I braved the heat today. Even now, at 9:15 with the sun completely gone and the night black – it’s 92 degrees. But I added taller trellis lines to the tomato posts. I watered. I found another melon baby. (That makes three!) And I witnessed my first sunflower’s first bloom.

That 92 degrees has been busy though. Busy baking my harvested bean plants to the ground, busy stressing out my melon vines (sorry, guys! I’ll water you more often I promise…), busy making even the sweet potatoes wilt.

You know who wasn’t wilting in this heat? The tomatoes.

Do you know what they were doing?

The first tomato harvest of the year wasn’t just one or three lonely little Chadwick Cherries like it usually is. I suppose it would have been had I ventured out to check on it days ago.

It’s hard to photograph tomatoes properly, I find. The oranges in the photo aren’t nearly the day-glow orange the tomatoes are in real life. The pinks look less pink and the purples look more purple.

Surely the internet has lessons in how to properly capture such colorful globes of flavor? Time to investigate!

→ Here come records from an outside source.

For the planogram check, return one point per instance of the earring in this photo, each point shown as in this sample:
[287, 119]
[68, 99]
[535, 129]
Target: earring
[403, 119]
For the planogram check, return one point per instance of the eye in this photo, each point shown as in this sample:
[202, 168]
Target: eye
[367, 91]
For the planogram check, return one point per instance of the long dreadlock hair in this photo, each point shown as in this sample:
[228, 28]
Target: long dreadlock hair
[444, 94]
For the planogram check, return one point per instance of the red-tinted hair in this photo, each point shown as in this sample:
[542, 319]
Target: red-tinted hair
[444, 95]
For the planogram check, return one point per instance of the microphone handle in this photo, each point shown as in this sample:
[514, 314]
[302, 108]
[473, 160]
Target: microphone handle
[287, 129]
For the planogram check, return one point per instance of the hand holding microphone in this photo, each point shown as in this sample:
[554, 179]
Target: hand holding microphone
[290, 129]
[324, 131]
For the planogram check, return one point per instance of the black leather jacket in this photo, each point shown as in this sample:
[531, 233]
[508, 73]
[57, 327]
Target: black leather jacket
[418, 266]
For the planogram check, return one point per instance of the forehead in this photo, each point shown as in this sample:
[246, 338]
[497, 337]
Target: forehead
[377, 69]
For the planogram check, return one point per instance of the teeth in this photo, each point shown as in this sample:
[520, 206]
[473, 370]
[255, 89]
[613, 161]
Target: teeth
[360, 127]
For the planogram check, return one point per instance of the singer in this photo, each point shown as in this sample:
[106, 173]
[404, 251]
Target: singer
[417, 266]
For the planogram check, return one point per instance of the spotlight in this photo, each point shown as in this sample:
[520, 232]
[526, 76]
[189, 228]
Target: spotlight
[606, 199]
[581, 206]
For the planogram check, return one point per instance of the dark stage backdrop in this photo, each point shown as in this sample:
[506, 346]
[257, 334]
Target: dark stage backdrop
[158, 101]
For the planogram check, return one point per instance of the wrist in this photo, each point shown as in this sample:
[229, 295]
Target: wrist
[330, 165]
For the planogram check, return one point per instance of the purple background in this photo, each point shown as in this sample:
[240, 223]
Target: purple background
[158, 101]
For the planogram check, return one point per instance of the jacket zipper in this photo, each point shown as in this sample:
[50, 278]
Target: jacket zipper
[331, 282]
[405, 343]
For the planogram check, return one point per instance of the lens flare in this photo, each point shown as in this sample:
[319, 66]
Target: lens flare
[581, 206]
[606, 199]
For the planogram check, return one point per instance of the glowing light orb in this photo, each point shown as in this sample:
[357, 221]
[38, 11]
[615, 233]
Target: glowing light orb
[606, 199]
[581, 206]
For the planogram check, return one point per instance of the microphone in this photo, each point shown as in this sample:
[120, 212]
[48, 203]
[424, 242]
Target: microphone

In the background, we have more Anaheim peppers, more Jalapeno peppers, and the first ever (for us) Cayenne peppers! I don’t have the names of the yellow pear shaped ones, the day-glow orange, the small purple, or the small red – those were saved seeds from a colorful pint at the Farmer’s Market last year. Oddly, in the pint last year, they were all much smaller. The larger red cherries are the Chadwicks. The pinkish one taking center stage is an Oxheart or a Zapotec, I’d have to reference either my planting chart or last year’s harvest photos. The bigger guys in the background? Those are the Black Princes.

Sadly, the monster heirloom from saved seed from a Newport, Oregon Farmer’s Market went missing. It didn’t lose half its flesh to birds. It wasn’t infested with crawlies. It wasn’t even on a snapped branch on the ground due to too much weight and too little support. I’m trying my hardest not to think someone walked away with it. Perhaps those in the community gardens with fences have the for a reason after all…

Big dreams…

As the spring wandered off to make way for summer, the garden was still going strong. Now that summer’s tight grip has taken full hold of our air, I find the cabin fever setting in. Last year it took until August for the fever to hit. Today, it hit hard. I knew I needed to go out, and despite the blanket of steaming humidity, the imposing sun, and the absent breeze, I went out.

I stuck to the shade as best I could. Spraying the strawberries with some compost tea. As the shade traveled across the land, I started work in my backyard garden. Clearing out the blossoming arugula (that we never eat, but that keeps coming back). The long-since-bolted, seeds collected, and re-bolted lettuce made their way to the compost bin.

Just like that, I was out of shaded tasks. Having spent the entire day yesterday on the river (coated in SPF 70) I didn’t wish to subject my skin to another day drowning in sunscreen, and dare not go without it. So the tomatoes still need higher trellising on their posts. The peppers still need their caging. The melons still need netting and the last squash have likely lost to the borers and the bugs.

I headed indoors. I pulled out my graph paper pad. I pulled out my pencil and eraser. I set to work drafting my winter garden.

That’s right.

In a week or three, I’ll sow my brassica family veggies, my kales and my chards, and other winter garden varieties into seed trays indoors. Last year I direct sowed seeds October 1st and found my beds lagging behind those of the Farmer’s Market Farmers. This year, I’ll do my sowing in the comfortable 75 degree housing we occupy and let those cooler weather crops get a head start before dropping them out into the 90s it will have cooled down to by October 1st (I hope.)

And with that, I sigh. Sure. I have a long growing season – October through June – which is the inverse of most vegetable gardens I know about who have their three month “can’t grow” season during the winter months. It doesn’t change the fact that I miss the summers that mean playing outside all day. In my sighing. I start to dream. DH may be done with school as soon as two calendar years from now. It feels so far away sometimes, but I’m learning all too well how quickly time moves as you age. What used to take forever to pass (summer vacation as a child, anyone?) is now gone with the exhale of the wildflowers. Over. Spent.

A dream of ours, when he finishes school, is to see about moving. Last summer, we fell in love with Boulder. Sometimes, when I get frustrated with various frustrations, I take a peek at Boulder. It has yet to fail to make me yearn.

Case in point? 20 acres are for sale. That we could afford. That looks as picturesque as I only dreamed we would find.

 

Sometimes, the beauty of the world just makes my heart ache.

There are so many decisions to make in one’s life. So very many.